The paper presents MacPrompt, a new black-box, cross-lingual attack method that constructs fine-grained, semantically similar adversarial prompts to effectively bypass T2I safety filters.

Findings

Achieves up to 92% success in bypassing safety filters for harmful content.

Constructs prompts with up to 0.96 semantic similarity to original harmful inputs.
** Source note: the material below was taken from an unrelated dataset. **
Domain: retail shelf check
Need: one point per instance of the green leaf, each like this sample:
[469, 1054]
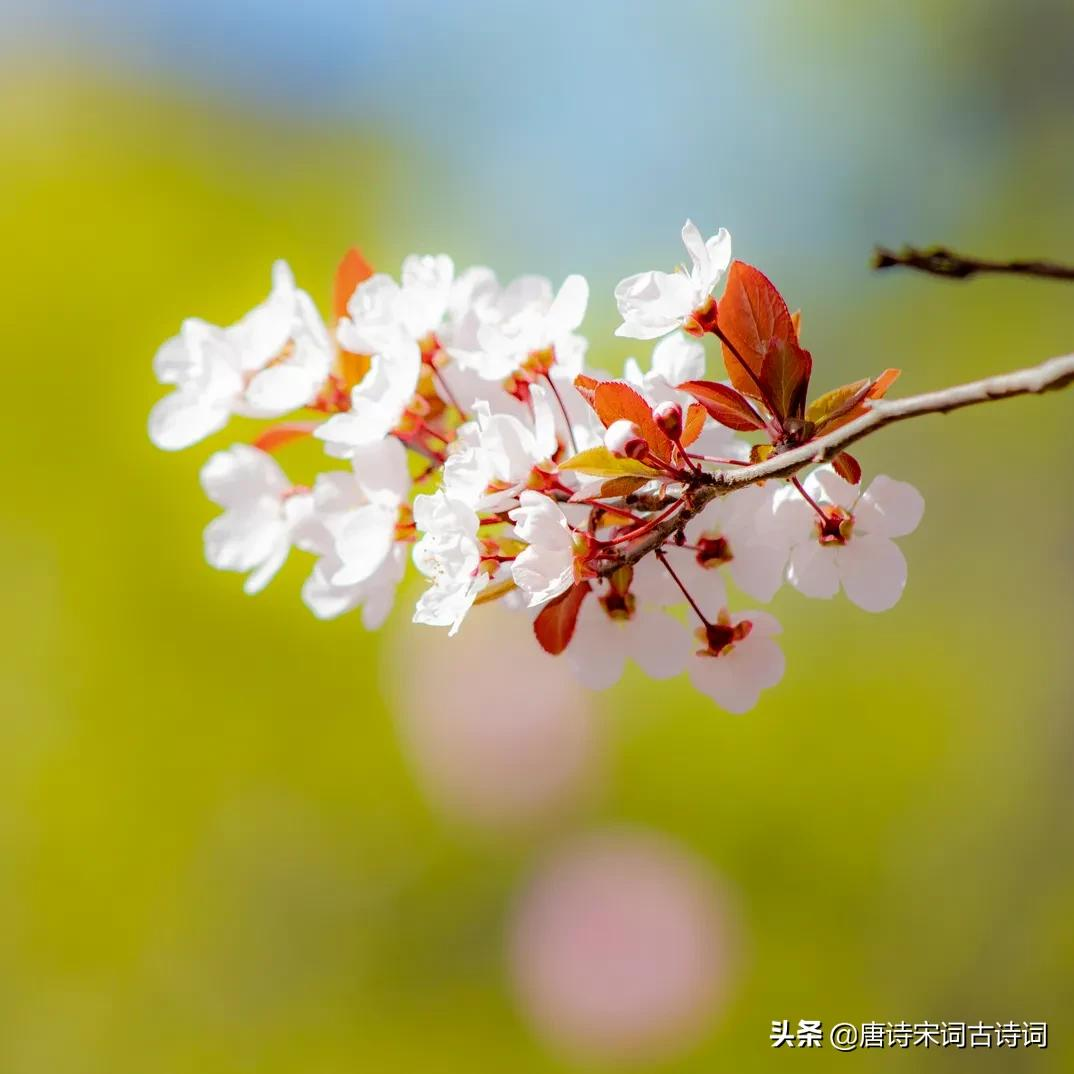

Breaks state-of-the-art concept removal defenses with high success rates.

Abstract

Text-to-image (T2I) models have raised increasing safety concerns due to their capacity to generate NSFW and other banned objects. To mitigate these risks, safety filters and concept removal techniques have been introduced to block inappropriate prompts or erase sensitive concepts from the models. However, all the existing defense methods are not well prepared to handle diverse adversarial prompts. In this work, we introduce MacPrompt, a novel black-box and cross-lingual attack that reveals previously overlooked vulnerabilities in T2I safety mechanisms. Unlike existing attacks that rely on synonym substitution or prompt obfuscation, MacPrompt constructs macaronic adversarial prompts by performing cross-lingual character-level recombination of harmful terms, enabling fine-grained control over both semantics and appearance. By leveraging this design, MacPrompt crafts prompts with high semantic similarity to the original harmful inputs (up to 0.96) while bypassing major safety filters (up to 100%). More critically, it achieves attack success rates as high as 92% for sex-related content and 90% for violence, effectively breaking even state-of-the-art concept removal defenses. These results underscore the pressing need to reassess the robustness of existing T2I safety mechanisms against linguistically diverse and fine-grained adversarial strategies.